How to read Market Movements for more accurate Forex Trading
How much money you make as a foreign currency trader will largely depend on how skilfully you can predict movements in the Forex market. So the question is, What are the key factors that will cause your chosen currency’s rate of exchange to change? Here are some pointers to help you with that.
When a country’s economy is strong, the central banks of that country will often raise interest rates in order to keep inflation in check. The resulting increase in interest rates, inevitably produces more movement in that country’s financial marketplaces and with the influx of this increase in activity comes an increase in demand for that country’s currency – and it’s this demand that pushes up the exchange rate, the same way as a run on petrol, for instance.
When a country’s exchange rate goes up, interest rate will climb along with it. Traders then have the opportunity to buy currencies from countries that have high-interest rates and finance these purchases with currency bought from countries with low-interest rates.
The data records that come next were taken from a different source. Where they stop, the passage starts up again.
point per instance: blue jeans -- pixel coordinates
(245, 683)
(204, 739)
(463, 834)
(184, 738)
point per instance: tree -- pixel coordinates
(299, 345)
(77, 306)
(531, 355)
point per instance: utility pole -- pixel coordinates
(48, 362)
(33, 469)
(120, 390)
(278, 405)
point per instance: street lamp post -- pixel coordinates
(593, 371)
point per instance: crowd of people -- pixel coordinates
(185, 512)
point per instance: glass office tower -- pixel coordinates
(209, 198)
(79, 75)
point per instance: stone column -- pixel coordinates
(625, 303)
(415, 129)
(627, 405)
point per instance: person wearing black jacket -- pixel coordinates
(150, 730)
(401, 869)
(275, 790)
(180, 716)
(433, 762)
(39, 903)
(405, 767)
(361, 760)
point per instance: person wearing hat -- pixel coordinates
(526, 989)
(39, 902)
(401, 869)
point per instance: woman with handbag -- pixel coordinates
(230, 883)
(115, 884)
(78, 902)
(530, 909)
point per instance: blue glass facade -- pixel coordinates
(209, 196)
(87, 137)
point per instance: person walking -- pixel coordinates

This kind of activity will also cause foreign exchange market movements.
If, for instance, there are figures released showing a worsening in unemployment, investors may reasonably predict that the Bank of England or FED might drop interest rates to encourage growth. As interest rates are closely attached to a country exchange rate, this kind of anticipated action could cause a depreciation in the country’s currency.
The simplest explanation for this depreciation is that a decrease in the short-term interest rate means future investments in that country will be worth less because in the short-term at least the return will be less.
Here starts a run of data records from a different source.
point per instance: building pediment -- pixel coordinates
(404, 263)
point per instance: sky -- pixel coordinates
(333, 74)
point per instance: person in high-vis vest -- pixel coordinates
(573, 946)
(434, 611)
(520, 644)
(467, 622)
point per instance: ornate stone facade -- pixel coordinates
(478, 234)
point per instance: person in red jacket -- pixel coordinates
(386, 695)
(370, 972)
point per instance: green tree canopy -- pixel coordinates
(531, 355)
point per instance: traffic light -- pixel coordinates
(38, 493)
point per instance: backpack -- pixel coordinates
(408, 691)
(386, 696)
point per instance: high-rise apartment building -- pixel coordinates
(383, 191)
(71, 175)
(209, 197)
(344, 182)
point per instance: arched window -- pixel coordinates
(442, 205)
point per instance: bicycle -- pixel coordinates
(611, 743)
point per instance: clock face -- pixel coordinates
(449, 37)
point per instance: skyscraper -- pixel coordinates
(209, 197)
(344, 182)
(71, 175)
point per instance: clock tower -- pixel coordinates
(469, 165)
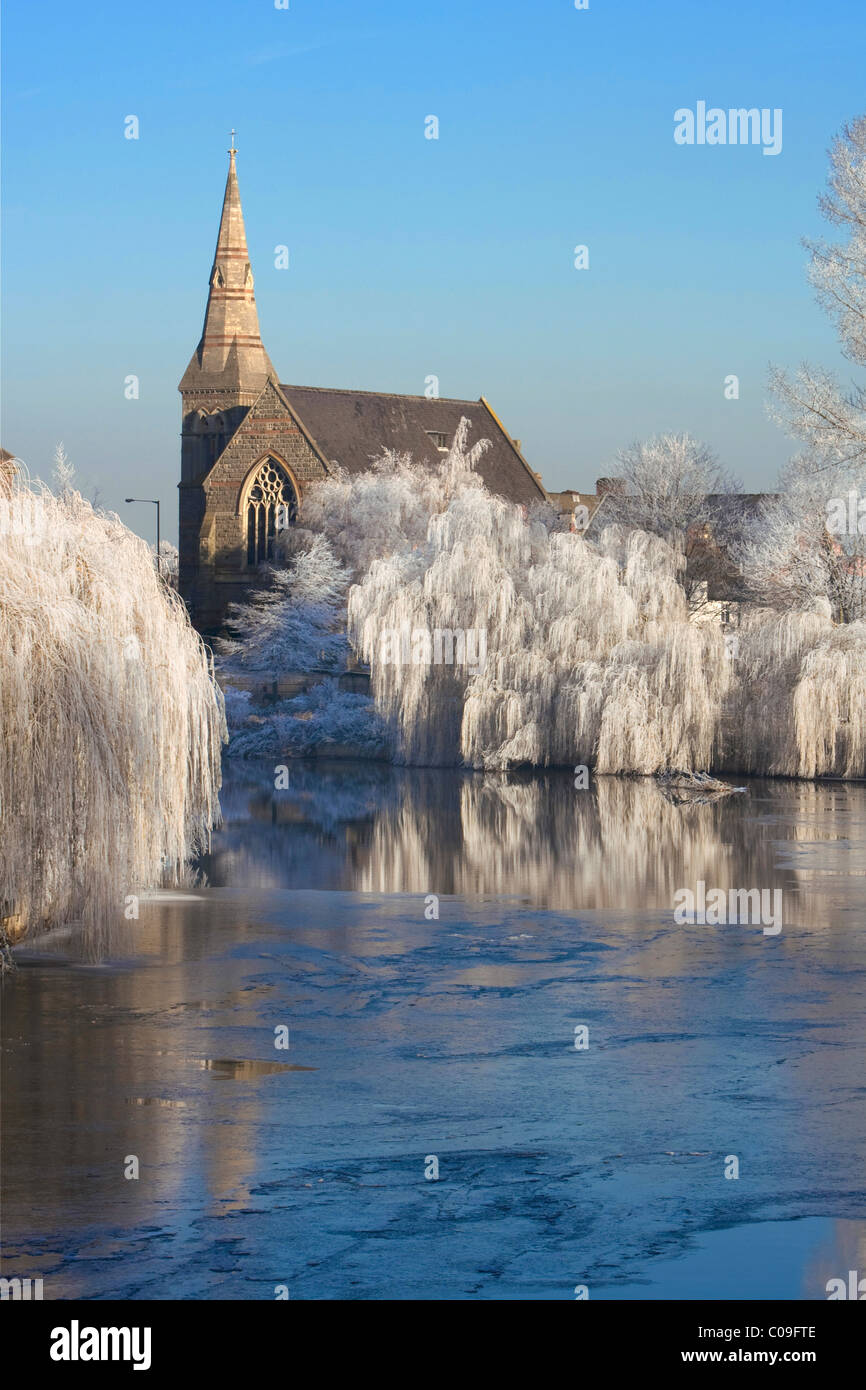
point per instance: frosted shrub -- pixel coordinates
(590, 655)
(111, 722)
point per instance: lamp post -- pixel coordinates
(156, 503)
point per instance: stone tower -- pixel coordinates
(224, 378)
(252, 446)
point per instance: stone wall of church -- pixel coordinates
(214, 533)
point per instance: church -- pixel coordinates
(252, 445)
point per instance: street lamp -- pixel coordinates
(156, 503)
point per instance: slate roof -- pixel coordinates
(353, 427)
(622, 509)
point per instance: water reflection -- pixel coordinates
(616, 845)
(452, 1037)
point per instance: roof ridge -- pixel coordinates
(391, 395)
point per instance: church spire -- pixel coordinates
(230, 353)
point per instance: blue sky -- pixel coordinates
(409, 256)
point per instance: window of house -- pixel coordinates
(271, 505)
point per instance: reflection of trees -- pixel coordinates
(114, 1065)
(617, 844)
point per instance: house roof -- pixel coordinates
(624, 509)
(353, 427)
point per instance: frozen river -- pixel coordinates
(592, 1158)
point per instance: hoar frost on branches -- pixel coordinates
(591, 656)
(111, 722)
(799, 549)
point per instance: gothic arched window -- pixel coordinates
(271, 505)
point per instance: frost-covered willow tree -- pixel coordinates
(588, 653)
(677, 489)
(110, 719)
(811, 540)
(495, 638)
(812, 405)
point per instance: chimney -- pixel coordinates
(615, 485)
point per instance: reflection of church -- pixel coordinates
(250, 445)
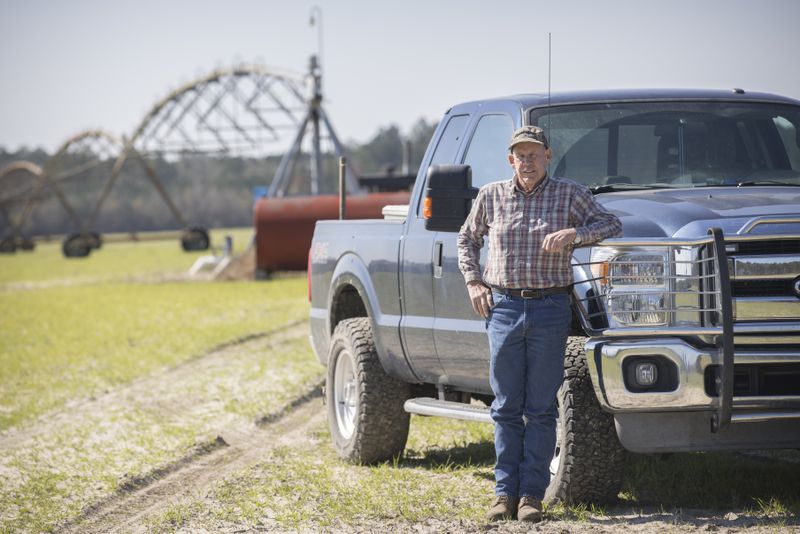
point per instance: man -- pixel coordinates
(533, 222)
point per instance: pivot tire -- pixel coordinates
(76, 246)
(589, 459)
(365, 406)
(195, 238)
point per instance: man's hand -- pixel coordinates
(481, 297)
(559, 240)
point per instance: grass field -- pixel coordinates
(117, 367)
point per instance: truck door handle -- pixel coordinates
(438, 253)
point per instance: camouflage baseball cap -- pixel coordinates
(528, 134)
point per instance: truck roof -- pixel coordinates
(533, 100)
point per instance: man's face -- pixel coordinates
(529, 161)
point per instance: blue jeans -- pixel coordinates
(527, 340)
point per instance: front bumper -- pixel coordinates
(680, 419)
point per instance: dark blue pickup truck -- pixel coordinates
(686, 331)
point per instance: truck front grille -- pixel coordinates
(762, 288)
(764, 276)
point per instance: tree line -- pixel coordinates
(209, 191)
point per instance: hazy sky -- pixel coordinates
(66, 66)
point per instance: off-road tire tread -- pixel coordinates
(381, 429)
(592, 458)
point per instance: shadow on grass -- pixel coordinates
(768, 483)
(477, 454)
(726, 489)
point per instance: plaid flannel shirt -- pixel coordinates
(517, 225)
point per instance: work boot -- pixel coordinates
(504, 507)
(530, 509)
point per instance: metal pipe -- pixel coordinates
(342, 187)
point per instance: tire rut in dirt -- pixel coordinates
(232, 451)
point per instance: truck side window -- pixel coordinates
(449, 142)
(445, 152)
(488, 148)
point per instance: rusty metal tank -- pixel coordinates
(284, 225)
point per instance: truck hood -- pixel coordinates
(689, 213)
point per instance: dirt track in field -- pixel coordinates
(236, 449)
(242, 444)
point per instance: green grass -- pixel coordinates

And with a drop in perceived value comes a drop in demand and therefore the country’s exchange rate. At the same time as this is happening investors will liquidate their US dollar investments in favour of higher paying yields.
As a trader, to take advantage of this depreciation you would buy, say, Euros before it actually happened in order to take advantage of the relative increase in value of the Euro (or whatever country is climbing against your country’s currency).
But let’s say you predict that the interest rate will not fall as poor employment figures are announced. On the day everyone learns the interest rate has remain unchanged, those people who acted believing there would be a drop in the currency now buy back their currency. Supply gets tight, the exchange rate appreciates and you stand to profit. If you’d been canny enough you could have bought more of your foreign currency and you would have made an even greater margin for your trade, simply through sticking to your prediction that the Bank would not lower its rate.
Wars, both political and real, also cause movements on the foreign exchange. For instance, when Greece got into steep trouble with its debt repayment programme, the pound rallied against the Euro.
Trade and capital flows will also affect the exchange rate of a foreign currency. Generally speaking traders will read a worsening trade balance as sign that the country’s exchange rate is prone to depreciation, and that it is more likely to appreciate if the balance of trade is favourable.
The Balance of Trade is important to a currency trader because export demand and currency demand are inextricably linked. Foreigners must buy the domestic currency to pay for that country’s exports. So, the stronger the exports in any given month, the greater the demand for the currency of that country. A rise in exports can also push up prices of parts etc., as domestic manufacturers strive to meet the increase in demand by increasing production.
Clearly a change in the balance of payments from one country to another has a direct effect on currency levels. Therefore, it is important for traders to keep abreast of economic data relating to this balance and understand the implications of changes in the balance of payments.
When capital flows – money sent from overseas in order to invest in foreign markets –exceed the investments that are leaving that country for foreign sources, there is an increase in demand for more of that country’s currency, because an investor must convert his currency into that of the domestic currency in order to fulfil his investment.
Conversely, if there is a negative capital flow, there is less demand for that country’s currency – and because the investor must sell his local currency to buy the domestic currency where he is depositing his money, his currency will begin to depreciate in value.
This is why countries with a positive capital flow, like the UK right now, maintain a strong exchange rate.
Just from these simple pointers you can see how these various market movements can affect the profitability of your trades. So, always keep an eye on the bigger picture!